Copestick Murray: sales rise, but Brexit bites
UK drinks producer and distributor Copestick Murray felt the Brexit exchange rate bite last year, despite seeing sales grow by around 20%.
According to records filed at Companies House, the company saw turnover rise 20% in the 12 months to 31 December to £36.5 million, but the Brexit effect on exchange rates and the resulting losses were a “dominating factor” in the fall of profits.
Overall profit for the year fell “significantly” by around 58% to £283.4k, down from £678.9k in 2015, the figures revealed, with operating profit recorded at £517.7k, down from £882.6k in 2015 . However the company argued that at a comparable operating level (ie without the effect of the volatile exchange rate) operating profit was up 15% to £851,000, but it was non-operating exchange losses on long term loans and new hedging contracts taken out shortly before the end year that had hit this figures, after resulting in charges of over £450k.

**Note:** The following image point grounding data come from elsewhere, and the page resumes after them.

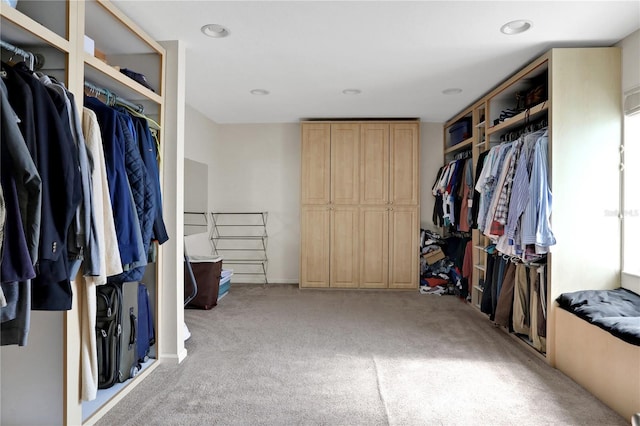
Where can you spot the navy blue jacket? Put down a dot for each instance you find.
(54, 154)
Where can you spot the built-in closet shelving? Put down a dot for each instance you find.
(56, 30)
(582, 109)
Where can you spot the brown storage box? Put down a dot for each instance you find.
(207, 274)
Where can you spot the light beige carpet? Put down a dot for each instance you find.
(278, 355)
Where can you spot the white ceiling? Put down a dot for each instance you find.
(401, 55)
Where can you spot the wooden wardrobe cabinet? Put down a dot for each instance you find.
(360, 206)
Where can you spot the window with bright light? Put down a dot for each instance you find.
(631, 195)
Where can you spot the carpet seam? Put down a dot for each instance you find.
(379, 386)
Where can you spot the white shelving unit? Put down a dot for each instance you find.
(241, 239)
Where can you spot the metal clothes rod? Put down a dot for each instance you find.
(112, 97)
(26, 55)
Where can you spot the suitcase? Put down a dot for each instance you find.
(207, 273)
(108, 331)
(146, 330)
(129, 366)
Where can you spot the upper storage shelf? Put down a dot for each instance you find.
(36, 24)
(458, 133)
(116, 42)
(523, 99)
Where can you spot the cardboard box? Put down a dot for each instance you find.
(434, 256)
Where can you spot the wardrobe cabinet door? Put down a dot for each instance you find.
(344, 247)
(316, 169)
(374, 164)
(403, 246)
(404, 153)
(374, 247)
(314, 246)
(345, 165)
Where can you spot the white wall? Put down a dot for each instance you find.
(256, 167)
(431, 158)
(630, 46)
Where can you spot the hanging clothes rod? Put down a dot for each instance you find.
(112, 98)
(16, 50)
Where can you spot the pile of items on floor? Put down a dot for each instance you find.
(442, 264)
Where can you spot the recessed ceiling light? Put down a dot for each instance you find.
(259, 92)
(452, 91)
(516, 27)
(215, 31)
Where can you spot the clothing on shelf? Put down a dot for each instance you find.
(514, 199)
(134, 185)
(443, 276)
(61, 218)
(514, 296)
(453, 190)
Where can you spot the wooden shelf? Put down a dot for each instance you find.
(519, 120)
(23, 31)
(108, 77)
(458, 147)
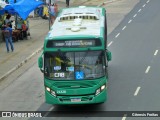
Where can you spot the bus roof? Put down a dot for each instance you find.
(78, 21)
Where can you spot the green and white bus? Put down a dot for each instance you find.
(75, 57)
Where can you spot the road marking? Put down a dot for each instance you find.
(156, 52)
(144, 5)
(129, 21)
(110, 43)
(124, 28)
(135, 15)
(124, 117)
(148, 68)
(137, 90)
(139, 10)
(117, 35)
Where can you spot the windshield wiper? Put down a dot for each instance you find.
(81, 61)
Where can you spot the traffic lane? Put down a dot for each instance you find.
(23, 90)
(132, 51)
(148, 97)
(148, 22)
(130, 59)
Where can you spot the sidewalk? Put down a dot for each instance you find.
(25, 49)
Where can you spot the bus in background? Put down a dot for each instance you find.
(75, 57)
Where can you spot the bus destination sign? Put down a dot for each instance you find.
(74, 43)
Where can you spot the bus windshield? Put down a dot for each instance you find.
(74, 65)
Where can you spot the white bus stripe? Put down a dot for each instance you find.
(148, 68)
(117, 35)
(137, 90)
(156, 52)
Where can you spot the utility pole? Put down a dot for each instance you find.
(49, 14)
(15, 16)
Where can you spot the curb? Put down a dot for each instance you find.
(107, 2)
(39, 50)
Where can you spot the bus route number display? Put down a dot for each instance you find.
(77, 43)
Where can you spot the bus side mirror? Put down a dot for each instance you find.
(109, 56)
(40, 62)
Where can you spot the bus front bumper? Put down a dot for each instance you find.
(86, 99)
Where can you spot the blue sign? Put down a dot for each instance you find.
(79, 75)
(71, 69)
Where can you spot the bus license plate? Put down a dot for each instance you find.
(75, 99)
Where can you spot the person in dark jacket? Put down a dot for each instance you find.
(67, 3)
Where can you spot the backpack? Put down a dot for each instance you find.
(6, 33)
(24, 27)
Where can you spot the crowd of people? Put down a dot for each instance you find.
(19, 31)
(12, 32)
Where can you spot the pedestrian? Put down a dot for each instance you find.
(67, 3)
(8, 37)
(52, 13)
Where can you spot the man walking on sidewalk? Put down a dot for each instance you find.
(67, 3)
(8, 37)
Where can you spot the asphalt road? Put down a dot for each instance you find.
(133, 72)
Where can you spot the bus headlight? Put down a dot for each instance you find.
(98, 91)
(48, 89)
(53, 93)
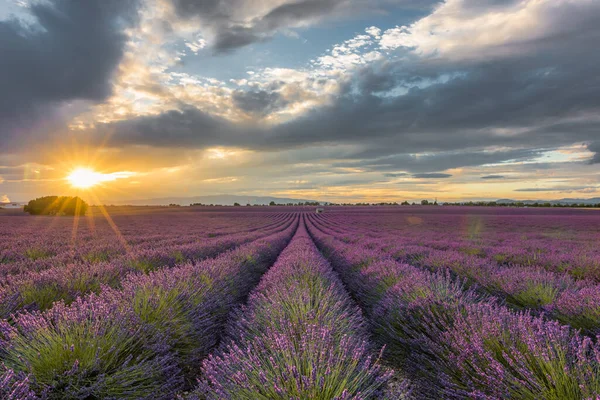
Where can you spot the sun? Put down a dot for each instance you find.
(85, 178)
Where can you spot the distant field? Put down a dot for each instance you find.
(283, 303)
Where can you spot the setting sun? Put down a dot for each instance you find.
(85, 178)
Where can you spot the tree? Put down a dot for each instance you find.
(55, 205)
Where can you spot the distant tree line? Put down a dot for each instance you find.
(57, 205)
(422, 202)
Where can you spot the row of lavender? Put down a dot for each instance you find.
(299, 337)
(37, 243)
(556, 240)
(143, 341)
(558, 295)
(462, 344)
(39, 290)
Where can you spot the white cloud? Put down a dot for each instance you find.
(374, 31)
(464, 29)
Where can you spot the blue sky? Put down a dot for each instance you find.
(342, 100)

Overall exchange losses in the year amounted to £249k, it said, down from a £131k gain last year,
Managing director Robin Copestick told db that despite the unfavourable exchange rates and one-off exceptional items reducing net profit, he was happy with our 2016 results, saying 2016 was a great year for the company in terms of overall sale and brand building, particularly for its flagship brands, I heart and Prosecco brand, Mionetto.
“I heart grew to nearly 10 million bottles around the world at a growth rate of 23% and looks set for 14 million bottles in 2017. Mionetto also showed impressive growth of 47% compared to 2015 and is well on the way to be the number one premium Prosecco in the UK,” he said.

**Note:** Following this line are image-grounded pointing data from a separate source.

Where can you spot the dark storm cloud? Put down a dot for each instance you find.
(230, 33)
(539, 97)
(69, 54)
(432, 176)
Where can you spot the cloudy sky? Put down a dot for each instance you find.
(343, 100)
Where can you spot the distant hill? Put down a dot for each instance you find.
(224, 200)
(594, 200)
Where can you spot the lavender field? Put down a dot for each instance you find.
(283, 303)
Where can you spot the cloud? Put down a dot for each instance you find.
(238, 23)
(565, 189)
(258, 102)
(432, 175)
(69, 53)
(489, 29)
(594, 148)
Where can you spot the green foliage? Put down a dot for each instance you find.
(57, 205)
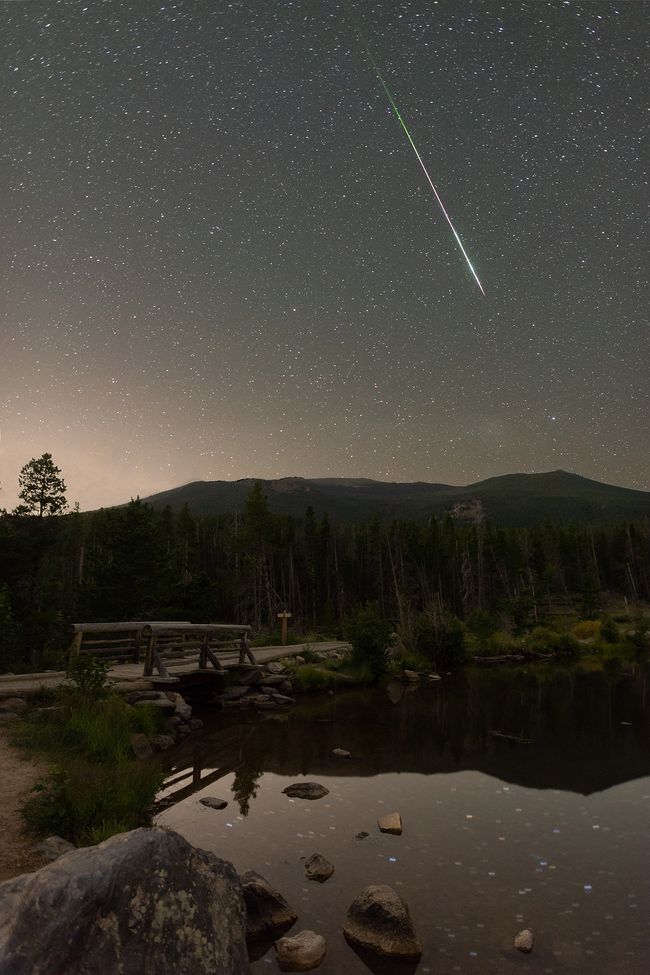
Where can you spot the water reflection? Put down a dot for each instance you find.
(498, 835)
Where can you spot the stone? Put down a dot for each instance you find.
(234, 692)
(134, 696)
(306, 790)
(213, 803)
(52, 848)
(268, 914)
(274, 667)
(300, 953)
(318, 868)
(411, 676)
(250, 676)
(141, 746)
(160, 743)
(13, 705)
(392, 823)
(524, 941)
(141, 899)
(379, 921)
(163, 703)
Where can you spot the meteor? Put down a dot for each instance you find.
(401, 121)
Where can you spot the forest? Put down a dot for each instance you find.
(434, 580)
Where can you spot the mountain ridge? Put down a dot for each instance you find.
(512, 499)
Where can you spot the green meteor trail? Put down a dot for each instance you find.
(419, 159)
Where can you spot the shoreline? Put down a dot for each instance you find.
(19, 774)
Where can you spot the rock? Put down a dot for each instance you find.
(392, 823)
(141, 899)
(411, 676)
(160, 743)
(134, 696)
(318, 868)
(300, 953)
(163, 703)
(13, 705)
(52, 848)
(379, 920)
(213, 803)
(268, 914)
(234, 692)
(274, 667)
(525, 940)
(141, 746)
(250, 676)
(306, 790)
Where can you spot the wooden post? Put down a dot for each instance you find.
(284, 616)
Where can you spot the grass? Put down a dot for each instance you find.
(94, 788)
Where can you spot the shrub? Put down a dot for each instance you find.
(369, 634)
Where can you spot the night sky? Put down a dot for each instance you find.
(220, 258)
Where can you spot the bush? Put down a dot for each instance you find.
(369, 634)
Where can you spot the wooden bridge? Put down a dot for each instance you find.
(160, 644)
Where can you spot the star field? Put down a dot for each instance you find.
(220, 257)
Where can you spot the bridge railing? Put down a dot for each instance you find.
(160, 640)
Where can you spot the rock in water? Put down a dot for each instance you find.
(525, 940)
(268, 914)
(301, 953)
(379, 921)
(141, 899)
(318, 868)
(306, 790)
(392, 823)
(213, 803)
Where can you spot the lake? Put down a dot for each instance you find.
(524, 796)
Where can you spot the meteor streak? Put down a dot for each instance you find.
(424, 168)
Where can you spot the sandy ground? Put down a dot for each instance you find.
(18, 775)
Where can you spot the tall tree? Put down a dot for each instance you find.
(42, 489)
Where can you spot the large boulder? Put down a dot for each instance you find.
(268, 914)
(379, 921)
(141, 901)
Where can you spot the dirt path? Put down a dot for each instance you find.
(18, 776)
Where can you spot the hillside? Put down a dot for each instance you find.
(512, 499)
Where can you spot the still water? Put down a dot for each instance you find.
(525, 801)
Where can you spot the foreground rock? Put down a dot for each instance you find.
(525, 941)
(213, 803)
(141, 900)
(379, 921)
(318, 868)
(268, 914)
(301, 953)
(306, 790)
(392, 823)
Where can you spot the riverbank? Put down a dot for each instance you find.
(19, 775)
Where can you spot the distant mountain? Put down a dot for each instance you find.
(512, 499)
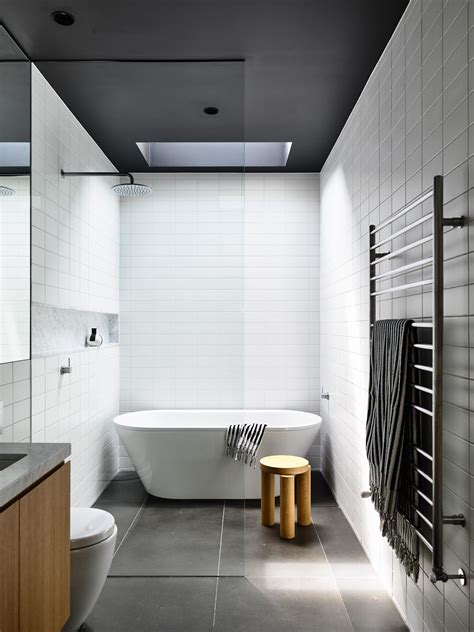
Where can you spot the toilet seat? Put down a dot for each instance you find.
(90, 526)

“The company also expanded its workforce by 25% as it planned for continued growth in 2017 and beyond. I am pleased to say that this growth is being realised as we look forward to a very strong 2017 performance.”

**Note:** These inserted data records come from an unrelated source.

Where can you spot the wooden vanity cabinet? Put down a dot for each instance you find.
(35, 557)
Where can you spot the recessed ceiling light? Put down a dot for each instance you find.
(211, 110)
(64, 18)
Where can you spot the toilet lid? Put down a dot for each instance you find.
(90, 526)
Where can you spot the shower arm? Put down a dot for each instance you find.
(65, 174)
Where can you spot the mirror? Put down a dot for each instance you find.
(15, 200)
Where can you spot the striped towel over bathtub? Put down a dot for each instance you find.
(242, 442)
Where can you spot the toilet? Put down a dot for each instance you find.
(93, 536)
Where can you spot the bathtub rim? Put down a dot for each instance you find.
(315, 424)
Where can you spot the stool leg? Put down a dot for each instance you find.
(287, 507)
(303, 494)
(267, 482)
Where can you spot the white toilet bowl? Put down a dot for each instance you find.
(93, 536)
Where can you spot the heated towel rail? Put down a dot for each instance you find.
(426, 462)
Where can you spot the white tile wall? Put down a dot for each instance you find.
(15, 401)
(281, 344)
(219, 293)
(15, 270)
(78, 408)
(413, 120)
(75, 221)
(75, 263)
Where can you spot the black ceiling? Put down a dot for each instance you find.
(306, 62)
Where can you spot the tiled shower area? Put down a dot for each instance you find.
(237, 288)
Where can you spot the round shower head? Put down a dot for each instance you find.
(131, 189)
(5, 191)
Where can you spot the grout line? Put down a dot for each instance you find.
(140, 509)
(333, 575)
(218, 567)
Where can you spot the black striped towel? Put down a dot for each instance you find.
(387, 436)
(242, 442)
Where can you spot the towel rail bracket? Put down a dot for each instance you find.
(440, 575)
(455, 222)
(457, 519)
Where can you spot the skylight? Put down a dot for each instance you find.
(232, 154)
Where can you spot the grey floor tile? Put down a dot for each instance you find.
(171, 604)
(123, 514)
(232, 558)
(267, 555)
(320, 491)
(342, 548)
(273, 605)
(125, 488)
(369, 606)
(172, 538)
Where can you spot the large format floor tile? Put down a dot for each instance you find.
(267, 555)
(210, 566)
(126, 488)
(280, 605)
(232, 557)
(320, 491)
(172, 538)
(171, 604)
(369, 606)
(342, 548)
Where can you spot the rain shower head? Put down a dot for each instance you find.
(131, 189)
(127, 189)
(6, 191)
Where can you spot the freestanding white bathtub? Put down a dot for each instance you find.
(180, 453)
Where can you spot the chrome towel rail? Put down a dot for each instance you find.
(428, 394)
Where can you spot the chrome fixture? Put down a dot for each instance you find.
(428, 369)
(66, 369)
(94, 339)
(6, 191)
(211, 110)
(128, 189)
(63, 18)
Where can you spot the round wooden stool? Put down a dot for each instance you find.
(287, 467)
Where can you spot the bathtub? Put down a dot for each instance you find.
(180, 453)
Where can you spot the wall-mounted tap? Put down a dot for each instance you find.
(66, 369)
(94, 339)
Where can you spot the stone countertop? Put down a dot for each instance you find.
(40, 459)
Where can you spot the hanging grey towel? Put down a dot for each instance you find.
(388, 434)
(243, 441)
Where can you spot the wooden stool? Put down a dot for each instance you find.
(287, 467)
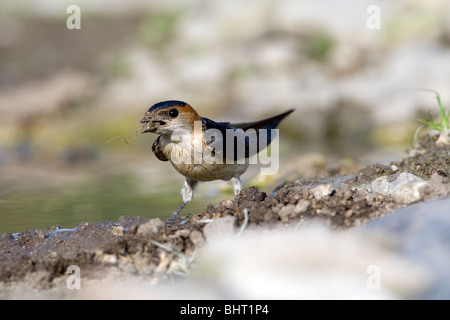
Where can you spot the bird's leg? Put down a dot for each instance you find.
(187, 192)
(236, 184)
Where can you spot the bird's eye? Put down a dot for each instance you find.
(173, 113)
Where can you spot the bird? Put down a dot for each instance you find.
(201, 149)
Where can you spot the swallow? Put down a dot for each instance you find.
(201, 149)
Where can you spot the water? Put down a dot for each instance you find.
(99, 198)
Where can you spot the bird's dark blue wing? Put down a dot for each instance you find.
(243, 139)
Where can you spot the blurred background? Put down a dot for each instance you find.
(64, 93)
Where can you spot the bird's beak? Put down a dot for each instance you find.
(150, 124)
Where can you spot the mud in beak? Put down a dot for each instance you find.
(150, 125)
(146, 127)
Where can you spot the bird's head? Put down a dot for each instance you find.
(167, 116)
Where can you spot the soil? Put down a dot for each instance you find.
(151, 248)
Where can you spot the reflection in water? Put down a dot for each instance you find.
(101, 198)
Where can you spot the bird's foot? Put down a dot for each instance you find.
(172, 219)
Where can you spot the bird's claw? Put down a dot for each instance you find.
(172, 219)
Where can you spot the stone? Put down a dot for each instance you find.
(409, 192)
(322, 191)
(150, 227)
(386, 184)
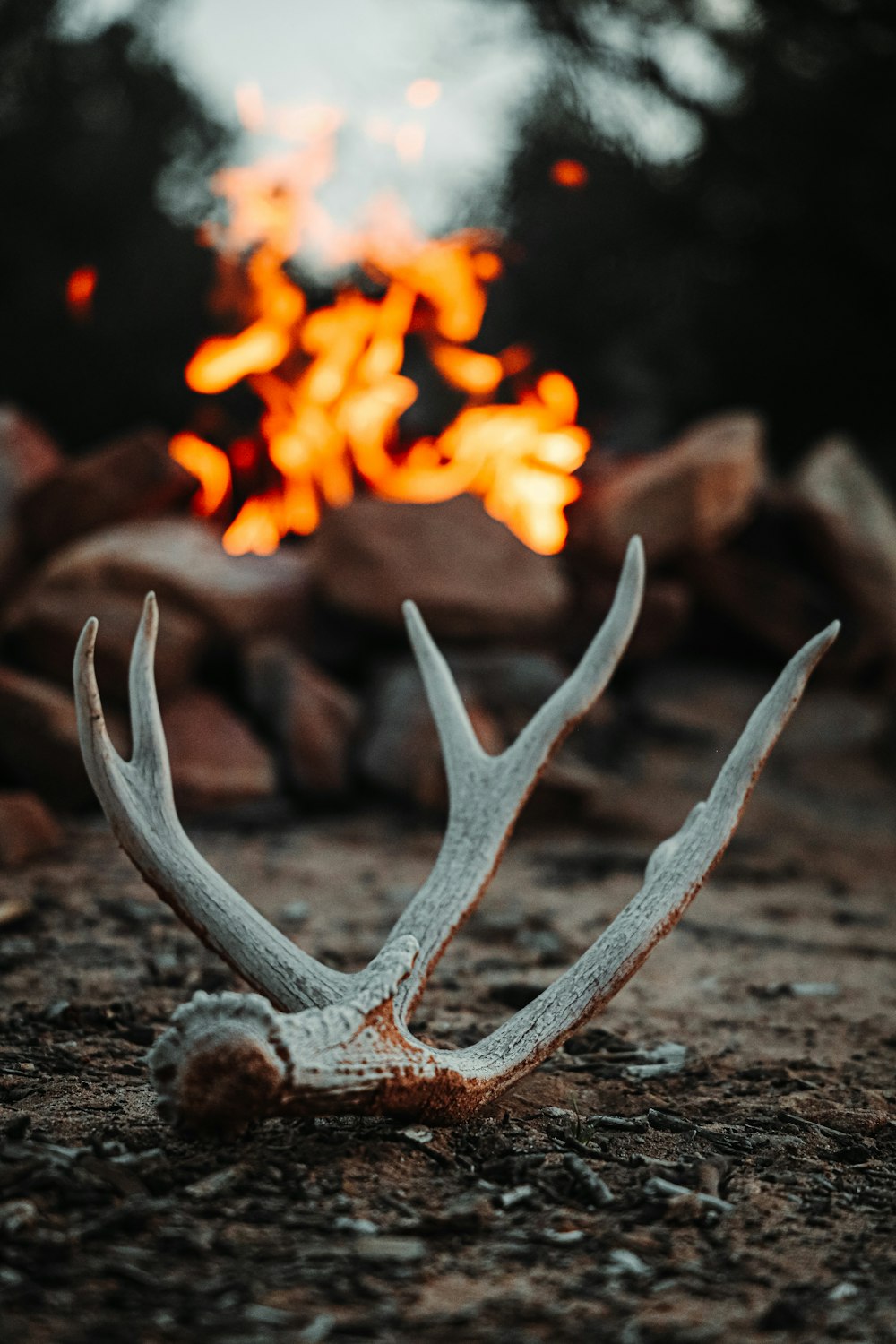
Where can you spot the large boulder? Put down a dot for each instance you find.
(469, 575)
(683, 499)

Tight margins across the on- and off-trade also contributed to gross margin falling by 1 percentage point to 8.6%.
In May, Copestick told db the company was planning to launch a range of entry-level £5 generic red and white ‘house’ blends to the flagship I heart wine brand to mitigate the effect of price hikes on varietal European wines caused by the late Spring frosts, adding that the price of bulk wine was already beginning to harden due to decreasing availability of juice. At the time, the brand also launched three premium regional-led skus under the brand, the first time it had added region specific wines to the previously varietal-led range.
The producer has been fully owned by German group Henkell since May 2016, and the UK distributor has been a springboard for a selection of new products launching into the UK market, including one of Germany’s biggest pilsner brands, Radeburger and Prosecco brand Mionetto.